共和党候補が総得票数で民主党候補を超えれば、2004年のジョージ・ブッシュ(子)氏以来20年ぶりだ。トランプ氏は選挙人の数でも、激戦7州のうち6州を制し、計301人を確保。残る激戦州の西部アリゾナでもリードし、陣営幹部は「歴史的な国民からの信任だ」と胸を張った。
CNNテレビの分析によると、トランプ氏は、西部ワシントン州を除く49州と首都ワシントンで、バイデン氏に敗れた20年選挙より得票率を伸ばした。
◆民主党は伝統的な支持層が離れてしまった
さらに共和党候補の最多得票率の記録を、18~29歳の若年層で20年ぶり、黒人で48年ぶりに更新。ヒスパニック(中南米系)は記録がある1972年以降で最多となった。過去にトランプ氏に拒否感が強かった民主党支持層の引きはがしに成功したといえる。

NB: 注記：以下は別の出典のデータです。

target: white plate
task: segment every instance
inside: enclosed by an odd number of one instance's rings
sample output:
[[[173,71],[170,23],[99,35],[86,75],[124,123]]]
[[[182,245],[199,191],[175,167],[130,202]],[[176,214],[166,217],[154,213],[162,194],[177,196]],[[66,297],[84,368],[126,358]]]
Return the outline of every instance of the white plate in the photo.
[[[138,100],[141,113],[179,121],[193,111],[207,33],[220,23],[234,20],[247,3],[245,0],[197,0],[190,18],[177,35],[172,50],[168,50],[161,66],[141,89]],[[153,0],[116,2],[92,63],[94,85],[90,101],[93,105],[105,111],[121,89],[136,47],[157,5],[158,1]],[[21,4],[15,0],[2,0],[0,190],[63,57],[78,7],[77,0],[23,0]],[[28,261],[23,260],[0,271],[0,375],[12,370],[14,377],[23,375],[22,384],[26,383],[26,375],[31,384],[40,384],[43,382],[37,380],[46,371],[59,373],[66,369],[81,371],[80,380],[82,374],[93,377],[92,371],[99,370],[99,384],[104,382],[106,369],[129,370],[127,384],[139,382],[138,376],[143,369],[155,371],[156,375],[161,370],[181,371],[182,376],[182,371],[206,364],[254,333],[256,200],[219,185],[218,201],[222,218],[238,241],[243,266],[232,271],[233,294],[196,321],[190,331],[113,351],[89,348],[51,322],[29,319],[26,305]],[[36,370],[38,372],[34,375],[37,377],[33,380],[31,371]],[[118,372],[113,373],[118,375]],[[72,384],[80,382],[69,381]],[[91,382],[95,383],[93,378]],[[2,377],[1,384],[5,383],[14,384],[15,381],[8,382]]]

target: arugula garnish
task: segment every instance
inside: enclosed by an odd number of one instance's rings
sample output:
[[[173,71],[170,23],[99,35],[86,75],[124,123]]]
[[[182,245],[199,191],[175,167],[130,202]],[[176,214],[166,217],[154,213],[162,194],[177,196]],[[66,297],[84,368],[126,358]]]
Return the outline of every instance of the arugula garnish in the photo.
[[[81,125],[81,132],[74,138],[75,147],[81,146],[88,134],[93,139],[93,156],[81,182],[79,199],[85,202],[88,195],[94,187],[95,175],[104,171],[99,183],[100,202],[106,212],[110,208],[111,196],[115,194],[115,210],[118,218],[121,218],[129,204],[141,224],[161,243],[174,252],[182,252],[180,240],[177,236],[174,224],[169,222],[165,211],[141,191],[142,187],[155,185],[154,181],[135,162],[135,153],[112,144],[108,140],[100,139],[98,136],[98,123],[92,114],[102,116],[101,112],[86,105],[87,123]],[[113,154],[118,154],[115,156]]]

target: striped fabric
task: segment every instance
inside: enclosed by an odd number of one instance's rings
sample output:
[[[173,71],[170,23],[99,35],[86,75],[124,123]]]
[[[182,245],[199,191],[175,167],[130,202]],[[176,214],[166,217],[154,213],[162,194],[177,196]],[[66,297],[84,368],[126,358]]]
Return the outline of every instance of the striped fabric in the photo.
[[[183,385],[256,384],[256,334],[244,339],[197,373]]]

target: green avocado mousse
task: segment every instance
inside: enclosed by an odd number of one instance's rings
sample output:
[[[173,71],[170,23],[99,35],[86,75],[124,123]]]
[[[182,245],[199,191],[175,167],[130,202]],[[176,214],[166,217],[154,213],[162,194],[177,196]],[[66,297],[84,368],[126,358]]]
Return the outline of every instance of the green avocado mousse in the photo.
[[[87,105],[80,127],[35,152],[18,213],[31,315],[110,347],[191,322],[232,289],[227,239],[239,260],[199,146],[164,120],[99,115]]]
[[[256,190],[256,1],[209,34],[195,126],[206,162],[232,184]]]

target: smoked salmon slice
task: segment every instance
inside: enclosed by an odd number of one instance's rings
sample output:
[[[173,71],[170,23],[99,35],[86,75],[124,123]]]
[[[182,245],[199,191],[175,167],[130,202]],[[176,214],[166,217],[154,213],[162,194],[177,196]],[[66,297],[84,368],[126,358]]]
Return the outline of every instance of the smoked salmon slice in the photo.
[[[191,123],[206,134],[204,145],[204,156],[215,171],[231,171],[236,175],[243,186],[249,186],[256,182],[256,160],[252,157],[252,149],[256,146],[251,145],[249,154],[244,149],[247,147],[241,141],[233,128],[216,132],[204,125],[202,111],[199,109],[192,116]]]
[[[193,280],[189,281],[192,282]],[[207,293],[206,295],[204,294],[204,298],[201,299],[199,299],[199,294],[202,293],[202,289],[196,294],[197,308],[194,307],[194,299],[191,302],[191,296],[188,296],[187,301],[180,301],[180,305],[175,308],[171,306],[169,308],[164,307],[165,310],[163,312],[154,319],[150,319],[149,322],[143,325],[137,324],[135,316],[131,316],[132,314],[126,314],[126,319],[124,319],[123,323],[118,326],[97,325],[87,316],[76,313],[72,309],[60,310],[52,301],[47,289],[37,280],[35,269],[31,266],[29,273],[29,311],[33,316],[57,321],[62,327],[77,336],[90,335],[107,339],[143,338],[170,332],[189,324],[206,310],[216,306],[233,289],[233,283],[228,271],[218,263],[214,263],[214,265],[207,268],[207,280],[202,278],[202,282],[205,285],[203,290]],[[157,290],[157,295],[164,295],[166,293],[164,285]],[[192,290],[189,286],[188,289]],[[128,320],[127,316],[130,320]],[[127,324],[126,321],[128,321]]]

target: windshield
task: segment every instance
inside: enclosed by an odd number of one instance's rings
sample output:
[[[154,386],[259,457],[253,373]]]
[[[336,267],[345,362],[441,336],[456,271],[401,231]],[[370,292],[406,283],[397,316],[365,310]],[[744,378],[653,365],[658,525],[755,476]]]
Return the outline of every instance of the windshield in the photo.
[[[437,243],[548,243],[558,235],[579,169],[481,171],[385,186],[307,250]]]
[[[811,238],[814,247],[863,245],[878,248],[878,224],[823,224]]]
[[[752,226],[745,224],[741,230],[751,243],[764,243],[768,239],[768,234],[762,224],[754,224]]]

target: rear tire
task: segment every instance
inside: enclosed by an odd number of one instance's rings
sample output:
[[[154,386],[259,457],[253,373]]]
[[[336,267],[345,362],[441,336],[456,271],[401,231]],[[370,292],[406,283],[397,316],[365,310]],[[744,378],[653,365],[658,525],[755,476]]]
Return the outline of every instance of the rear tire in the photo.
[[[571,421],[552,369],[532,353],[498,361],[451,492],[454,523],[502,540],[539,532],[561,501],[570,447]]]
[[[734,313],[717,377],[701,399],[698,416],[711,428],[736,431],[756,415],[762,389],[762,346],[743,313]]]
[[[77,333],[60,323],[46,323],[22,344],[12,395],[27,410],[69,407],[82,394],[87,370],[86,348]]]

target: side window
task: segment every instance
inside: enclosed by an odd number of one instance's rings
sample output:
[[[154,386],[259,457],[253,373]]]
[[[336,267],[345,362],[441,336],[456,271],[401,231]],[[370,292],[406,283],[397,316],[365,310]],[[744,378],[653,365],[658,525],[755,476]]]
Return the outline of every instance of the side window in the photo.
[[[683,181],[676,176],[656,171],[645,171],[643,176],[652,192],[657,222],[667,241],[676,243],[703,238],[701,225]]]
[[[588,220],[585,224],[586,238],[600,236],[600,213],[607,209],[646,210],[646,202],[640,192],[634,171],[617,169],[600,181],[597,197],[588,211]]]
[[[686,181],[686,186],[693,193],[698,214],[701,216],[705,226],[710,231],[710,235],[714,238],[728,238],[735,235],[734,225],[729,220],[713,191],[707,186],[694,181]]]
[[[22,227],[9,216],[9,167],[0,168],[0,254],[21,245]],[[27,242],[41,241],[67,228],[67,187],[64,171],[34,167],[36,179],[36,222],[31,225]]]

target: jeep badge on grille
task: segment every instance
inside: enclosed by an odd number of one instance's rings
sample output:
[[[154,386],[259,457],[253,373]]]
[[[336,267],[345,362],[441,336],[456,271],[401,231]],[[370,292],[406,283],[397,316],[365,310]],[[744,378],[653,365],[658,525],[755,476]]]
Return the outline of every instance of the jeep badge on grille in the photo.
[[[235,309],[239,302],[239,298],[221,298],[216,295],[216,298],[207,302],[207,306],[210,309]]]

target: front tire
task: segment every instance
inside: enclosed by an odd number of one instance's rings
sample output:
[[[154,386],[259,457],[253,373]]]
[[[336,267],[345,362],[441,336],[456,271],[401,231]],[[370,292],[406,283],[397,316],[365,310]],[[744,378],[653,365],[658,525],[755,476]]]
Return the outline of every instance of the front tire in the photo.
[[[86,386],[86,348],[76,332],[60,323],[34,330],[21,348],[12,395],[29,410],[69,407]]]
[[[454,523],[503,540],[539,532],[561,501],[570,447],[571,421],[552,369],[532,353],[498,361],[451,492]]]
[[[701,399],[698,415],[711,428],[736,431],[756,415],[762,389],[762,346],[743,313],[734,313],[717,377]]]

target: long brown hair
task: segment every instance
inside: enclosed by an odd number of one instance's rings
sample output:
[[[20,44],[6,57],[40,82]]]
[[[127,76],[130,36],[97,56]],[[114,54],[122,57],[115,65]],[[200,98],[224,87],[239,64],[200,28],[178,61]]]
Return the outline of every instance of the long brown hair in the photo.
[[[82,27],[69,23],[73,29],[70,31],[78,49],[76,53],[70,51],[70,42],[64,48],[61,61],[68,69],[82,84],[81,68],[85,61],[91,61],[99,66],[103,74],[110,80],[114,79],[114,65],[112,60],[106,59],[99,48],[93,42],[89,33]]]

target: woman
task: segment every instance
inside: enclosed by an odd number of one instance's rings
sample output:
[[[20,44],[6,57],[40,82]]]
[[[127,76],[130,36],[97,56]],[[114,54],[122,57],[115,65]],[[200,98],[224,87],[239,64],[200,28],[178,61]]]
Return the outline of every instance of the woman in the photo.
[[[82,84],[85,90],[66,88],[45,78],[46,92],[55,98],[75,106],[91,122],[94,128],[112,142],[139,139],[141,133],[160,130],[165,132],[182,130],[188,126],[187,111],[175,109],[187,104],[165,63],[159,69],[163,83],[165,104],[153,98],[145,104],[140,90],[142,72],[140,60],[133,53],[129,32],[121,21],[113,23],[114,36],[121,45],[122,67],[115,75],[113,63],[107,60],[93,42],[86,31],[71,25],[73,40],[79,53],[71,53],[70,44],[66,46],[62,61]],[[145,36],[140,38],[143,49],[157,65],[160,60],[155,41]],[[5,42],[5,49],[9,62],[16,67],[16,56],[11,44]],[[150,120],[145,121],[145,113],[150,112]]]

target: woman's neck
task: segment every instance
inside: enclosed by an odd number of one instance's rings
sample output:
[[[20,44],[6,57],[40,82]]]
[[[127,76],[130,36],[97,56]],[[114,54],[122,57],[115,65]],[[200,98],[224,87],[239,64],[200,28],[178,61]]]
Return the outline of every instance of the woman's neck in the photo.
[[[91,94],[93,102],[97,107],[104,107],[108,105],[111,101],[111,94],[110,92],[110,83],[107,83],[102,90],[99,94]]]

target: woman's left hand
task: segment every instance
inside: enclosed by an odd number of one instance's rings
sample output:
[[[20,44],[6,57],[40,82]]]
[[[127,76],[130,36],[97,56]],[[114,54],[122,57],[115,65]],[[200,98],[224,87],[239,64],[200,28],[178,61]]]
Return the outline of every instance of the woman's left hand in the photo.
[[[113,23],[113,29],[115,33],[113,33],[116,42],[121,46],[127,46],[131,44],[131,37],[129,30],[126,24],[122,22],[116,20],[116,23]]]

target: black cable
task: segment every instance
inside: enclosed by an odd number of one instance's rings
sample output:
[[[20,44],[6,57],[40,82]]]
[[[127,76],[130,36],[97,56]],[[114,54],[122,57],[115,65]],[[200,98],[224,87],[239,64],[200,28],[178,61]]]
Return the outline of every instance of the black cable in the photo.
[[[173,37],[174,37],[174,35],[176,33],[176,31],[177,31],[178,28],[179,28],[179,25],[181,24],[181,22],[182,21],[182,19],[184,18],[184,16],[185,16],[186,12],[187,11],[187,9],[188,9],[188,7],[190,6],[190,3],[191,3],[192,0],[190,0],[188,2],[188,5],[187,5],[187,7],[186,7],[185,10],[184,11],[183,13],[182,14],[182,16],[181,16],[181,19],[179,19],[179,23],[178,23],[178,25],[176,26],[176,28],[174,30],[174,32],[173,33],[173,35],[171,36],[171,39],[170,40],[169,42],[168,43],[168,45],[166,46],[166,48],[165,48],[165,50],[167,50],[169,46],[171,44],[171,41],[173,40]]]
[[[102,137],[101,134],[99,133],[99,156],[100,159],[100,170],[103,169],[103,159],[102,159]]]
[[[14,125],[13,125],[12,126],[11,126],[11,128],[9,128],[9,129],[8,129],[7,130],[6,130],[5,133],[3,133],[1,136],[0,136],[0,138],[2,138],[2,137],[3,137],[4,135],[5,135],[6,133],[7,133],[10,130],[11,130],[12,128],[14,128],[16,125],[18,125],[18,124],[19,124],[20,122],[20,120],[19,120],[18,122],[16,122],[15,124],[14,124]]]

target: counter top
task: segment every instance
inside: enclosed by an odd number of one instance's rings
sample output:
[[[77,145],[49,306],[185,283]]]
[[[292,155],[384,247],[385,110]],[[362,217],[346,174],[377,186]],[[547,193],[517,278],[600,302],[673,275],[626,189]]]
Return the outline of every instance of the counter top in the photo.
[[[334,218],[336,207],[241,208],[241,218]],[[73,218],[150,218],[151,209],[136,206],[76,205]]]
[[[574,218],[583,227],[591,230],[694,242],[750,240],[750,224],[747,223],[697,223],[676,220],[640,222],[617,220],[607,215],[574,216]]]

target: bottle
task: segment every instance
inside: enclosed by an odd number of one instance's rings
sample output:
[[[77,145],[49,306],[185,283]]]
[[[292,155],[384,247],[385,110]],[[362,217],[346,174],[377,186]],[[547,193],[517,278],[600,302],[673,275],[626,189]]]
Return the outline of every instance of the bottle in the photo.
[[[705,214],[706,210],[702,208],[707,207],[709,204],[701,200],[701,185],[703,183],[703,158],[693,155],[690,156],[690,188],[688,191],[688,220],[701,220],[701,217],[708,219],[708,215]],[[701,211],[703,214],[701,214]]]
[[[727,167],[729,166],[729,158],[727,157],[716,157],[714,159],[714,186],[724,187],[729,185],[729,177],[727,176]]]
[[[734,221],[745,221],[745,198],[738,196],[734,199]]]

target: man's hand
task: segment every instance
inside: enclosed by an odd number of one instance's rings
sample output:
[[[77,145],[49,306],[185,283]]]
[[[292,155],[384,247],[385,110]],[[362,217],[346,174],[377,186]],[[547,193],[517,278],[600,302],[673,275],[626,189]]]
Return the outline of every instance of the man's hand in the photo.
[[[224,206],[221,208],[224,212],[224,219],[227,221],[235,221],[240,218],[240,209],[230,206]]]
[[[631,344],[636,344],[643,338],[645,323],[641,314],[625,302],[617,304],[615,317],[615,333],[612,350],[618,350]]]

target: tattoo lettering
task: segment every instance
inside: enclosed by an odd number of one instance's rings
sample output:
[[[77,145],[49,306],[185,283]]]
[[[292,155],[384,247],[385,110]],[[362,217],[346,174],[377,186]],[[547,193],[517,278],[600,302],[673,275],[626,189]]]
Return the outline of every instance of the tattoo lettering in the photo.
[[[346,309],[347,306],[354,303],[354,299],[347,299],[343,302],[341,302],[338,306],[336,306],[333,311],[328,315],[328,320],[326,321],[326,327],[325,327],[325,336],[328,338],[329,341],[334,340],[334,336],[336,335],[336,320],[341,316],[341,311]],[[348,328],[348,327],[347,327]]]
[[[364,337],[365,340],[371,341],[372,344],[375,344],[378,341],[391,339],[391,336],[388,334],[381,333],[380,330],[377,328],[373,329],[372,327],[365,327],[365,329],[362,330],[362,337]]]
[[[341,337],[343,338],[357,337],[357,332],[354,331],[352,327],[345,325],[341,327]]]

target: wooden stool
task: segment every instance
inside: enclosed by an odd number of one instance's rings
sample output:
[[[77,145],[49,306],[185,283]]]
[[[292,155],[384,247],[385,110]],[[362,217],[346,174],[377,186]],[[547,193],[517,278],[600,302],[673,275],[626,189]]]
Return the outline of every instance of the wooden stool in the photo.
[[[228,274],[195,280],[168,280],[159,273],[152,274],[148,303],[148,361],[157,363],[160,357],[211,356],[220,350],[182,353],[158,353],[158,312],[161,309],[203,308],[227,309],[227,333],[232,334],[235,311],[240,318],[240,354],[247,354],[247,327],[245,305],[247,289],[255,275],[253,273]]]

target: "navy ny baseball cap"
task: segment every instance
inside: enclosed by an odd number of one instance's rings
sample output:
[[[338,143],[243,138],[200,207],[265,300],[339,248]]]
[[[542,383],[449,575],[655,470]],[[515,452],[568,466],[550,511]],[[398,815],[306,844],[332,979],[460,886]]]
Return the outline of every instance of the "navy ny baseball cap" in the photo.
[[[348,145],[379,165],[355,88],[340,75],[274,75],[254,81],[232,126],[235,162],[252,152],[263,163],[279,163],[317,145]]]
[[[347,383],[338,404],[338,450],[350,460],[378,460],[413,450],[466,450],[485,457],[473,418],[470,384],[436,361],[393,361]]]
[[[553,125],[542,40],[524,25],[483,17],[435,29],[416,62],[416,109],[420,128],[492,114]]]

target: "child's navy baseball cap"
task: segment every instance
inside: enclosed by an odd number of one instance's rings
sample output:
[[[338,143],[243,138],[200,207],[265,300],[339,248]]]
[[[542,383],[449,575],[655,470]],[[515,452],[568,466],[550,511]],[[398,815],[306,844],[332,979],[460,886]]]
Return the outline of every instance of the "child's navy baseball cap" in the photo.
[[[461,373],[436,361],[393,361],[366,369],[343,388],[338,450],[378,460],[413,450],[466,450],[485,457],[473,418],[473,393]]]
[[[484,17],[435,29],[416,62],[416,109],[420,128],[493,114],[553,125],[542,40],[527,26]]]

ワシントン・ポスト紙の出口調査では、物価高を背景に投票で「経済」を最も重視したと回答した人の約8割、「移民」と回答した人の約9割がトランプ氏支持だった。過去最多の不法移民の流入を招いたバイデン政権への不満がハリス氏に向けられた。
またAPによると、ハリス氏は女性の支持率も53%にとどまり、20年選挙のバイデン氏を2ポイント下回った。
◆「バイデン氏が1月に再選を断念していれば…」
後継のハリス氏に満足な準備期間が与えられなかったためで、20年大統領選の民主党候補指名争いに出馬した実業家アンドルー・ヤン氏は「最大の責任はバイデン氏にある。もし彼が7月ではなく1月に再選を断念していたら、まったく違った状況になっていたかもしれない」と批判した。